Clustering basics

Page content

This ipynb is based on a workshop organised by the tech consulting company TNG. The notebook explains the theoretical background of three widely used clustering algorithms and uses them on some sample data. As a final example, clusters are used to ‘‘discretise’’ the colours of an image.

import numpy as np
import seaborn as sns
import matplotlib
import matplotlib.pyplot as plt

#from plotting_utilities import *

from sklearn.datasets import make_moons, make_blobs
from sklearn.cluster import KMeans, DBSCAN, SpectralClustering
from PIL import Image
import requests



%matplotlib inline

/usr/lib/python3/dist-packages/requests/__init__.py:91: RequestsDependencyWarning: urllib3 (1.26.7) or chardet (3.0.4) doesn't match a supported version!
  RequestsDependencyWarning)

Toy Datasets

These datasets will be used in the rest of the notebook to compare clustering algorithms.

n_samples = 500
datasets = {"EqualBlobs": make_blobs(centers=[[2, 2], [-2, -2], [-3, 3]], cluster_std=[0.5, 0.5, 0.5], n_samples=n_samples),
            "UnequalBlobs": make_blobs(centers=[[2, 2], [-2, -2]], cluster_std=[0.5, 2.5], n_samples=n_samples),
            "Moons": make_moons(n_samples=n_samples, noise=.05, random_state=0)}

plt.scatter(datasets['EqualBlobs'][0][:,0],datasets['EqualBlobs'][0][:,1])
plt.show()

plt.scatter(datasets['UnequalBlobs'][0][:,0],datasets['UnequalBlobs'][0][:,1])
plt.show()

plt.scatter(datasets['Moons'][0][:,0],datasets['Moons'][0][:,1])
plt.show()

png

1. Clustering algorithms

Task: For KMeans and DBScan, apply the algorithms to the three toy datasets (use scikit learn). Visualise the results to assess whether the algorithm is working well. Try different parameter values to see how it influences the results.

def MakeLabels():
    global labels_EqualBlobs, labels_UnequalBlobs, labels_Moons

    ## Fill following variables with the results of the DBScan clustering for each dataset
    labels_EqualBlobs = None
    labels_UnequalBlobs = None
    labels_Moons = None

def ShowPrediction():
    global predicted_labels
    predicted_labels = {"EqualBlobs": labels_EqualBlobs,
                    "UnequalBlobs": labels_UnequalBlobs,
                    "Moons": labels_Moons}

def plot_dataset_and_clusters(datasets, predicted_labels):
    fig, axs = plt.subplots(1, len(datasets),figsize = (12,5))
    j = 0
    for i in datasets:
        axs[j].scatter(datasets[i][0][:,0],datasets[i][0][:,1], c = predicted_labels[i] )
        j+=1
    plt.show()

KMeans

Simple and used frequently as a first step: Randomly assign k cluster centres in the data and iterate:

assign all data points to the nearest cluster centre
compute the k new cluster centre as the centre of mass of the cluster

until the centres no longer move. By construction, this results in spherical clusters because of the L2-norm of the distance.

MakeLabels()

## SOLUTION ##
kmeans = KMeans(n_clusters=3, random_state=0).fit(datasets["EqualBlobs"][0])
labels_EqualBlobs = kmeans.predict(datasets["EqualBlobs"][0])

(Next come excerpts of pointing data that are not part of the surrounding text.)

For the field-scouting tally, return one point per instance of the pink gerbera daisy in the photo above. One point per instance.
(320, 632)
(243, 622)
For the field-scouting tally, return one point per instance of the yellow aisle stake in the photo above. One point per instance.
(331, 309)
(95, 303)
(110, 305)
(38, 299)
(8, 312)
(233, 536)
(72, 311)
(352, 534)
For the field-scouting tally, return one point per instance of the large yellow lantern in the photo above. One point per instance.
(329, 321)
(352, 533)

kmeans = KMeans(n_clusters=2, random_state=0).fit(datasets["UnequalBlobs"][0])
labels_UnequalBlobs = kmeans.predict(datasets["UnequalBlobs"][0])

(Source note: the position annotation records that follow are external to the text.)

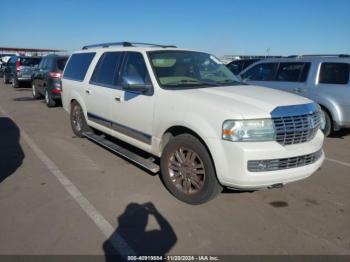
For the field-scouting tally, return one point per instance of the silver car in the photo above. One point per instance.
(322, 78)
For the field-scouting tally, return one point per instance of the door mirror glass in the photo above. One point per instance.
(135, 84)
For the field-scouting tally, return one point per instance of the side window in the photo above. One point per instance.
(106, 69)
(334, 73)
(42, 63)
(235, 67)
(261, 72)
(135, 66)
(291, 72)
(13, 60)
(77, 66)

kmeans = KMeans(n_clusters=2, random_state=0).fit(datasets["Moons"][0])
labels_Moons = kmeans.predict(datasets["Moons"][0])

ShowPrediction()

plot_dataset_and_clusters(datasets, predicted_labels)

png

If you have time, you can try applying a Gaussian mixture model to the same datasets.

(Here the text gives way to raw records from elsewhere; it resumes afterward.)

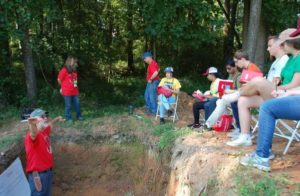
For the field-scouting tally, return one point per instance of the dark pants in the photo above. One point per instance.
(208, 106)
(235, 112)
(46, 180)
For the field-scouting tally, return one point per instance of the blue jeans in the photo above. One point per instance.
(150, 96)
(269, 112)
(46, 180)
(235, 112)
(165, 104)
(210, 106)
(68, 106)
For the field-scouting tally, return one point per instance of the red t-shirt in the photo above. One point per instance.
(67, 82)
(152, 67)
(38, 152)
(253, 67)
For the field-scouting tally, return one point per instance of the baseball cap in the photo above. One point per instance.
(169, 69)
(210, 71)
(147, 54)
(38, 113)
(286, 35)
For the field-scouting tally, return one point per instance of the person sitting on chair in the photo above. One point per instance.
(211, 96)
(173, 85)
(284, 106)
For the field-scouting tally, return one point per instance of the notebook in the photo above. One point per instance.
(249, 75)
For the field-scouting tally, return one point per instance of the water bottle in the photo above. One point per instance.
(130, 109)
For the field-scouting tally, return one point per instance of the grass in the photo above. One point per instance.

The elbow method for K Means

inertia = []
for k in range(1,8):
    kmeans = KMeans(n_clusters=k, random_state=0).fit(datasets["EqualBlobs"][0])
    inertia += [kmeans.inertia_]
    
plt.plot(range(1,8), inertia);

png

inertia = []
for k in range(1,8):
    kmeans = KMeans(n_clusters=k, random_state=0).fit(datasets["UnequalBlobs"][0])
    inertia += [kmeans.inertia_]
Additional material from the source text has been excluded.